The crisis in emergency rooms has been worsening since the start of the COVID-19 pandemic. Staff shortages as well as fewer family physicians have increased the numbers of people seeking care in the emergency room.
Last month, the regional NDP released records showing that 43,000 people walked away from the emergency room without receiving treatment last year, up 60 percent from the previous year.
Leora Moyes said her mother, Kim Fenwick, waited for more than three hours on the emergency department floor of Valley Regional Hospital, vomiting and disoriented, before getting something to sit on.
While waiting, Muise said other people waiting for care started leaving because they were uncomfortable seeing Fenwick in her condition.
“I understand they’re understaffed, but if you’re going to make people wait eight or nine hours at a time and they’re already sick, your priority should be their comfort and wellness,” Muise said. “You could have died on this floor.”

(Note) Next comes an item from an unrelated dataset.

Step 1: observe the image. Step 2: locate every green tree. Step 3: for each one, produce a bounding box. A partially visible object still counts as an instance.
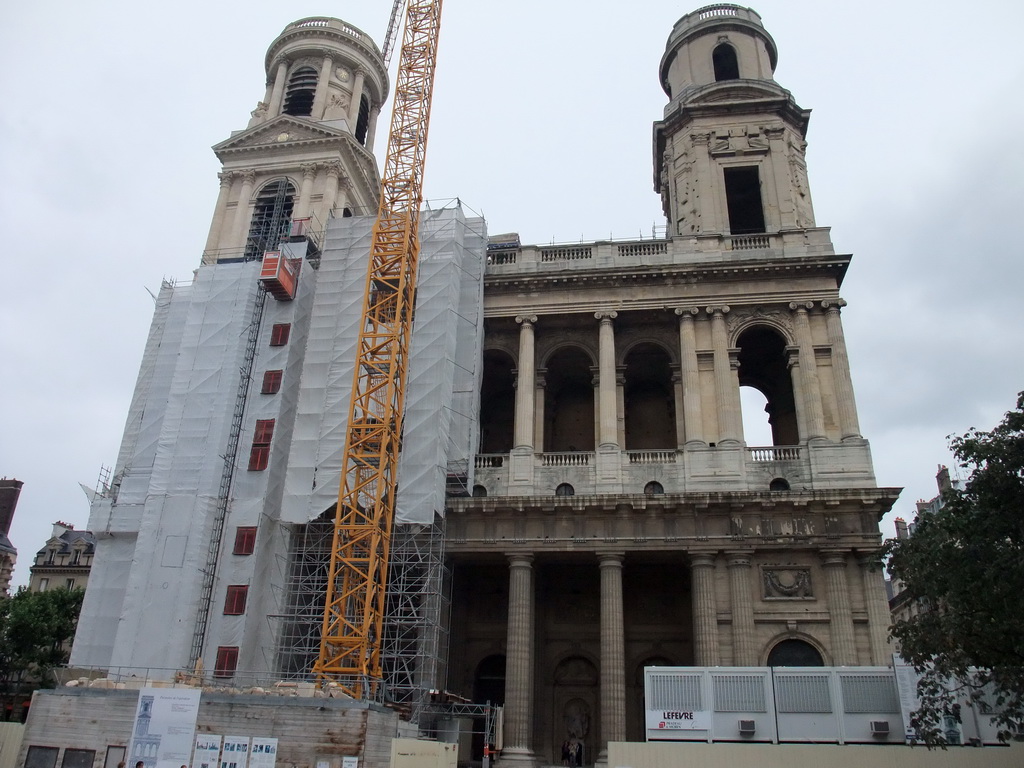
[883,392,1024,745]
[0,587,85,720]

When doctors visited Fenwick, Moyes said her mother was given medication for her nausea, and an intravenous drip to replenish her fluids. She was told that her white blood cell count was high, but received no further information about her condition.
Fenwick said she didn’t remember much of the time she spent in the hospital, but she believes the problem is how to organize cases once patients are in the emergency room.
‘They need to fix it,’ says Halifax resident.
Jessica Ingram of Halifax said she also feels like she’s failed because of the health care system.
Ingram underwent a routine colonoscopy at Dartmouth General Hospital in November 2021. Just a few hours later, Ingram said she started experiencing severe stomach pain and vomiting. Ingram said she went to QEII and was initially told she might have constipation.
After several hours of waiting, Ingram said scans revealed that part of her intestine was dying and it was possible that the colonoscopy had altered the intestinal tract.
When she was diagnosed, she was taken to surgery and had 130cms of intestine removed. The entire ordeal took about 12 hours.
“They need to fix it,” Ingram said of the health care system. “How many people are going to go through that?”
Houston says shame on healthcare critics
But Prime Minister Tim Houston had a brief message this week for anyone critical of the county’s health care system.
“If you get sick in this county, you get very good care,” he said. “Shame on everyone who suggests otherwise.”
Speaking after a cabinet meeting on Wednesday, Houston said the changes are being implemented quickly.
“The amount of work that’s happening in the health care system, the speed with which health care professionals are responding, and with the changes and improvements, and the collaboration that we’re seeing with health care professionals, it’s absolutely amazing.”